Naturally, as we live our lives, we come to take it for granted. It is good to remind ourselves from time to time what a gift life is. Nobody has ever been able (so far) to create life in a test tube. All the ingredients of life (as far as we know) can be present but the ineffable quality that makes life occur remains elusive.
I am now 72 years old. The miracle of my life is reaching it’s conclusion. I am residing in an assisted living facility where I am constantly made aware of the inevitable encroachment of death. Lots of my housemates have dementia to varying degrees. Many are mobility impaired and/or suffer from a variety of other health issues. I know I will witness the passing of many until it is my turn.
David Bowie’s death is extremely timely for me. His amazing parting gift, his Blackstar, is one of the most awesome exits ever made. In life, Bowie was deeply immersed in occultism. He was a member of OTO, a Masonic spiritual path of western esoteria which has been profoundly influenced by Aleister Crowley. The serendipitous death of Alan Rickman speaks to me, and I hope to others as well. An excellent video What is Real? discusses this in depth. It connects The Golden Dawn, The Great Work, the Qabalah, the New World Order, the Illuminati, the Great I Am, a Black Star, 9/11, Harry Potter.

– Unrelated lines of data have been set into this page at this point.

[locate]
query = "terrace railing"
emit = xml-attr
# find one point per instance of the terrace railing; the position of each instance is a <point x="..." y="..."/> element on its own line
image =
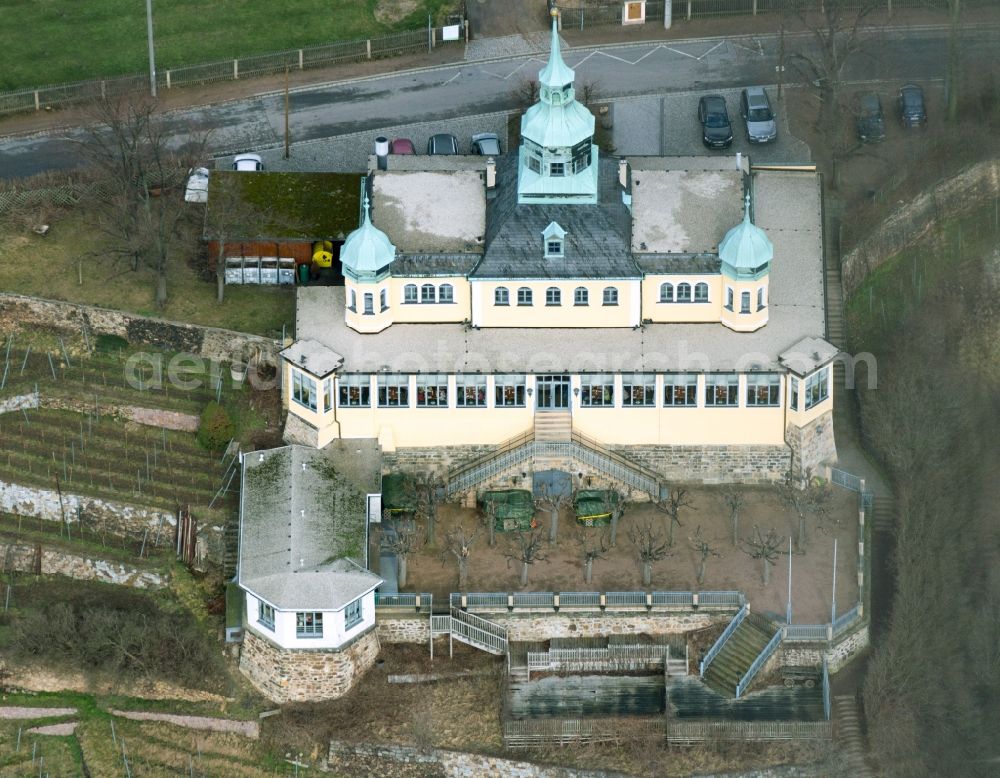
<point x="726" y="634"/>
<point x="758" y="663"/>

See also my own discussion of these themes, The World We Don’t Readily See.
I used to be afraid of dementia. Now I am not. I guess it’s the price we pay for longevity. I used to think it would be better if we were euthanized before we experienced this state, a mockery of our humanity. Perhaps. Or perhaps a more gradual way to let go our our ego(s). The inevitable loss of the Self, as we have always known it faces all of us. Some deal with it by means of religion. Western religion lets us believe our souls will go on forever in a recognizable form. We will never forget ourselves. Near death experience provides evidence that there will be some kind of life after death. All who have had these experiences report going through a tunnel and having the chance to cross a bridge. They know that once they cross that bridge, they won’t be able to come back. So, while we can accept the afterlife as it exists between the tunnel and the bridge, we still don’t know what awaits us on the other side of the bridge. Perhaps obliteration of all we know to be our Selves, the ultimate ego death. People suffering from advanced dementia experience a partial ego death before their body ceases to perform the mysterious functions of life.
Decay is disgusting to all but the most detached. To live with people who are close to death is to witness all signs of illness, dysfunction and decay. Someone once remarked to me that old age is not for sissies. I have chosen to look upon this part of my life as my next great adventure. I hope to rise to the occasion as did Bowie and Rickman. I have faced many strange transitions in this way. Waking up in Bellevue and facing a ward of crazy people at the age of 13, I embraced the adventure with total courage. My tool of choice is determination to remain in present time as much as possible. To be present, is to experience everything.